"be brief and tell us everything."


Thursday, May 14, 2015

The Lie. (or what do I have to do to be famous around here?)



I’ve been lied to. I fucking hate being lied to. I believed the lie plastered on posters in kindergarten classrooms and spoke to thousands of middle school students during gymnasium assemblies.

“You can do anything! Don’t settle for less than your dreams! You CAN achieve your goals!”

It’s all bullshit.

I use to judge the poor bastards who gave up on their dreams. I really did. I thought the Olympic athlete who never won a gold medal just wasn’t trying hard enough. Or the actress waiting tables in LA after 20 years just wasn’t taking enough chances.

My life was going to be different. It was 2004; I was 23, and ready to start my career as a singer-songwriter. I was going to make sacrifices and take chances. I wasn’t going to let anything or anyone stop me. I was going to fucking make it.

Plus, I want to be famous. I would never admit that to anyone but it’s true. I want attention. I want recognition and “Oh, Bethanny, you’re so talented! God, is there anything you can’t do?” I want to yell at the paparazzi to “GET OFF MY LAWN!” I want to have to wear sunglasses and a big hat so no one recognizes me, when all I want is a simple cup of coffee. I want a million followers on Instagram and a house next to Kim Kardashian.

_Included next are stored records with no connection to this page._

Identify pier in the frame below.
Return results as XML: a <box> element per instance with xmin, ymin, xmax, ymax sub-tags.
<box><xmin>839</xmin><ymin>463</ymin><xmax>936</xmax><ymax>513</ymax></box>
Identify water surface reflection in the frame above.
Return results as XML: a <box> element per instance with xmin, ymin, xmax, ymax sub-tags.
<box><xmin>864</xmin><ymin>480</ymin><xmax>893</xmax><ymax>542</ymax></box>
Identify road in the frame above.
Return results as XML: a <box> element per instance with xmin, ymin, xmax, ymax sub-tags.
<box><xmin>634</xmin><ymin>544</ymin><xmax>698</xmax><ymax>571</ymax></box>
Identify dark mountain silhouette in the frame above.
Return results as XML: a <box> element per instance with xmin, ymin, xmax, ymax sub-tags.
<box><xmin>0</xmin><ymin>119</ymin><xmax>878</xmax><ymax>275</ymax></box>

But that’s not why I became a musician, of course. I had written songs with lyrics that came from my heart. I’m talking real transparency and relateability. These songs meant something to me and I knew the rest of the world would love my music if they just got a chance to hear it! I wanted to be like Taylor Swift, except I don’t actually listen to Taylor Swift.

Trying out for American Idol was the perfect opportunity for a small town Oklahoma girl like me to get the exposure needed to make it in the music industry.

I remember the thousands of suckers waiting in line to audition. I was better than everyone there. (Better looking, at the very least.) I surveyed the crowd and said to myself, “Loser, loser, loser, too fat, too ugly, too old. Please, you’ll never get anywhere with that nose.” I felt bad for them, really but I knew that one day they would be able to say they were at the exact same audition the year I, Bethanny, won American Idol.

I knew that once Simon heard my music and saw my face, he would know I was exactly what American Idol and the rest of the country was looking for.

But Simon Cowell is an asshole. (They should change those posters to say, “You can be anything you want to be! Just watch out for assholes like Simon Cowell.”)

20 seconds into my audition, he stopped me and asked how long I had been playing the guitar and how in all those years no one told me I sucked and blah, blah blah.

I told Simon he was wrong; I would become famous! (A famous musician, I mean.)

“I want this more and will work harder than anyone here. I really want this and I will do whatever it takes, Simon, please! PLEASE JUST GIVE ME A CHANCE!”

“You know what it would take, darling?” Simon said simply, eyebrows raised, gaze focused directly, intently on me.

“What Simon, anything…” I was begging, you guys. This was it. He was going to tell me the secret to fame and fortune.

 “It takes talent.”

Fuck you, Simon. I felt my throat close in on itself and could feel the hot tears forming behind my eyes. I wasn’t terrible…was I? I wasn’t talentless…right? My parents loved to hear me play and I’ve sang at church since I was a little girl! Plus, this is my dream! My passion! I want to be famous more than anything!

In that moment, I saw my career as a singer-songwriter crumble like a cookie in a fat kids sweaty hand. This was not what was supposed to happen. I saw my huge house in the Hollywood Hills fade into the background as if covered by a fog of failure. Maybe this wasn’t for me and it took a total stranger who could give two shits about me to finally tell me the truth.

I learned a valuable lesson that day. I learned that sometimes hard work, passion and sheer desire isn’t enough. Sometimes it takes fate. Or the Universe. Or God. Or whatever force it was that allowed Brad Pitt to be casted in Thelma and Louise instead of the other handsome man from small-town Iowa who now works in real estate.

But more importantly I learned that I failed in the music industry not because I wasn’t talented (please) but because I was following the wrong dream. I’ve learned that my true passion in life is being a fashion designer and I will not stop until I succeed. I want this more than anything-it’s my passion! Anyway, I’m trying out for project runway next fall. (I have no formal seamstress training but I once made a purse for my mom and she loved it.) Wish me luck!